Oceanographer David Gallo shared his experiences with Ticonderoga Middle School students recently through a video conference.
David Gallo has been to great depths, literally and figuratively.
Gallo was a poor student who struggled with Attention Deficit Disorder. Today he’s a world-renown oceanographer who has explored the Titanic.
He shared his experiences with Ticonderoga Middle School students recently through a video conference.
“I could show you my report cards,” Gallo said. “I was not a very good student. I really struggled with ADD. I just wanted to crawl into a ball and hoped no one would bother me. I realize now that’s the worst thing you can do.”
Gallo eventually found his way to Schenectady Community College, where he learned two important lessons.
“I learned I had to work harder than everyone else,” he said. “I took a lot of notes and I would study three hours for every 40 minutes in class. I realized that’s what I had to do to get from here to there. I don’t care where you go to college. College is what you make of it.
“I also learned it’s OK to ask for help,” he said. “There are amazing people all around us who want to help. Just ask them.”
Gallo went on to earn his doctorate degree and now works at the Woods Hole Oceanographic Institution in Massachusetts, the world’s largest private, non-profit oceanographic research institution. It’s a global leader in the study and exploration of the ocean.
The world’s oceans are amazing, Gallo told students.
“Today we’ve only explored about 3 percent of what’s out there in the ocean,” he said. “Already we’ve found the world’s highest mountains, the world’s deepest valleys, underwater lakes, underwater waterfalls. There’s still 97 percent, and either that 97 percent is empty or just full of surprises.”
Gallo has participated in expeditions to all of the world’s oceans and was one of the first scientists to use a combination of robots and submarines to explore the deep sea floor. He co-led an expedition to create the first detailed and comprehensive map of the Titanic and the German battleship Bismarck. He co-led the successful international effort to locate the wreckage of Air France Flight 447 that crashed in the Atlantic Ocean in 2009.
The scientist shared his experiences with students.
“The Titanic can be kinda of creepy, but really cool,” he said. “You open the door to one room and its nothing but mud and rust. The next room might be perfectly intact. I’ve seen rooms on the Titanic with sheets and pillows on the bed, clothes still hanging on the coat hack, with items sitting on the dresser like nothing ever happened.”

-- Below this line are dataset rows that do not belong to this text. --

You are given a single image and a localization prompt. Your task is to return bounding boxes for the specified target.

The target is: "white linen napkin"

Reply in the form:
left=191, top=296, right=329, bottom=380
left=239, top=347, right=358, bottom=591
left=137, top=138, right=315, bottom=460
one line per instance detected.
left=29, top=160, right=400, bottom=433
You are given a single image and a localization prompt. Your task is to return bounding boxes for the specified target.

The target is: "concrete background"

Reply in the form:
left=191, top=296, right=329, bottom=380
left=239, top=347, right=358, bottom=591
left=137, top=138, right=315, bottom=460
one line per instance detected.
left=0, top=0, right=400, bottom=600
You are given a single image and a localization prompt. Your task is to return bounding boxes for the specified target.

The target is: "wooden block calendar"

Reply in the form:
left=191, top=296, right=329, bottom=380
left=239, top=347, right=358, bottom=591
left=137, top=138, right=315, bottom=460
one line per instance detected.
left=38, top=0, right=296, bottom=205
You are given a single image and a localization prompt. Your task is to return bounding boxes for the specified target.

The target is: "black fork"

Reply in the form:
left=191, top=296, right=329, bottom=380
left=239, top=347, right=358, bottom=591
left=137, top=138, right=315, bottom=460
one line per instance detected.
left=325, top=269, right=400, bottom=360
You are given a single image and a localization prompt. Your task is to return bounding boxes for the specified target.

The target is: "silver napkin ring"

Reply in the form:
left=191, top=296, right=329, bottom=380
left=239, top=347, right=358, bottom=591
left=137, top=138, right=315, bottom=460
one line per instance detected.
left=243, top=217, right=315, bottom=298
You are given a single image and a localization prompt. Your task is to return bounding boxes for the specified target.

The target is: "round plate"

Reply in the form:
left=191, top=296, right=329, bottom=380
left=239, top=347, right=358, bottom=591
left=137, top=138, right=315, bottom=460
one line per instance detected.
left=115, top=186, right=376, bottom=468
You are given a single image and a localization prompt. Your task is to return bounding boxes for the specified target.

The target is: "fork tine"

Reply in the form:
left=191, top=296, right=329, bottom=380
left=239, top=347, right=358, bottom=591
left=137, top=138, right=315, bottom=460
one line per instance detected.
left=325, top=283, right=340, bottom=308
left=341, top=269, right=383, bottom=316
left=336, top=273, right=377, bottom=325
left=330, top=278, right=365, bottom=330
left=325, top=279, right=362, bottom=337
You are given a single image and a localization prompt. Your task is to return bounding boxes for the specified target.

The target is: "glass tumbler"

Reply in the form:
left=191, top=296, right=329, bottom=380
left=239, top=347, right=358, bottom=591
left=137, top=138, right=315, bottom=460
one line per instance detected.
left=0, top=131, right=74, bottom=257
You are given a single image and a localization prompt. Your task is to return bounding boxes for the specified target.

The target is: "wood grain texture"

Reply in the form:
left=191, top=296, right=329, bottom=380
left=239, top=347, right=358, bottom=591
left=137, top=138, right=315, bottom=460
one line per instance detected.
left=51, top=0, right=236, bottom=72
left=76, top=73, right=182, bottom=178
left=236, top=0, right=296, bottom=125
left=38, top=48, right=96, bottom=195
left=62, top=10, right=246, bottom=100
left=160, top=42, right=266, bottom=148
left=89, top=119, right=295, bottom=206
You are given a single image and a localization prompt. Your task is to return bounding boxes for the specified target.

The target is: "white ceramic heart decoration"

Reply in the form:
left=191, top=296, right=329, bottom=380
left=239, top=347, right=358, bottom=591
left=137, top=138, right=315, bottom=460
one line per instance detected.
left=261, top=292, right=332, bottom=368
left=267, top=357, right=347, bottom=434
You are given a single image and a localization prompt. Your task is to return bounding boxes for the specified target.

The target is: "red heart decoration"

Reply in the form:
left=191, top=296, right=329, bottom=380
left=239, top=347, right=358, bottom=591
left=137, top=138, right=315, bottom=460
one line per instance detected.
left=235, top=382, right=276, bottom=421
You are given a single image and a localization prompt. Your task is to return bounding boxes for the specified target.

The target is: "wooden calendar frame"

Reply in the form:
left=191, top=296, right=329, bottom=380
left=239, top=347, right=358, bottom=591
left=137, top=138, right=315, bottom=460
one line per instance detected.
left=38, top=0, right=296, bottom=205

He also discussed underwater lakes, ocean life, currents, global warming and more.
“Every time you say something can’t live there, there’s life,” he said. “It’s amazing how life thrives. There are amazing creatures in the oceans.”
Gallo admitted to students he loves to play video games.
“I do play; I love to play,” he said. “But the stuff going on in science is a lot more exciting than video games. In a video game someone knows every answer. When you’re in the ocean you never know what’s coming. You’re discovering new things every day.”
Gallo has gained recognition for appearing on many television news programs and documentaries. He is also a TED presenter.
TED is a nonprofit group devoted to “Ideas Worth Spreading.” It started out in 1984 as a conference bringing together people from the worlds of technology, entertainment and design. Along with two annual conferences, TED includes the a TED Talks video site. The videos challenge leaders in their fields to “give the talk of their lives in 18 minutes or less.”
With more than 8 million views Gallo’s TED presentation “Underwater Astonishments” is among the top five TED Talks viewed to date. It can be seen online at http://www.ted.com/talks/david_gallo_shows_underwater_astonishments.html.
Gallo mingles with people like Bill Gates, Brad Pitt, Angeline Jolie and other celebrities at the TED conferences.
“These are people who have changed the world; they’re billionaires and movie stars,” Gallo said. “You’re not going to out-do these people. I just try to be myself. It turns out everyone respects each other.”
Gallo’s video conference was arranged by Frank Shaw, a science teacher at Ti Middle School. A navy submarine veteran, Shaw has known Gallo for more than 25 years.
“When I was in the Navy I worked with some specialized equipment that was used in a couple of scientific studies,” Shaw said. “I actually went out to sea with Bob Ballard (who led the expedition that found the Titanic wreckage) a few times and met David. He’s a great guy and loves talking to the students.”
Shaw believes Gallo has a great message for students.
“Before we can get kids into STEM (science, technology, engineering, mathematics) programs, they have to believe they can do it,” Shaw said. “David’s message is that they can do it. He overcame ADD, went to a community college and learned to love science. Our kids can do this, too.”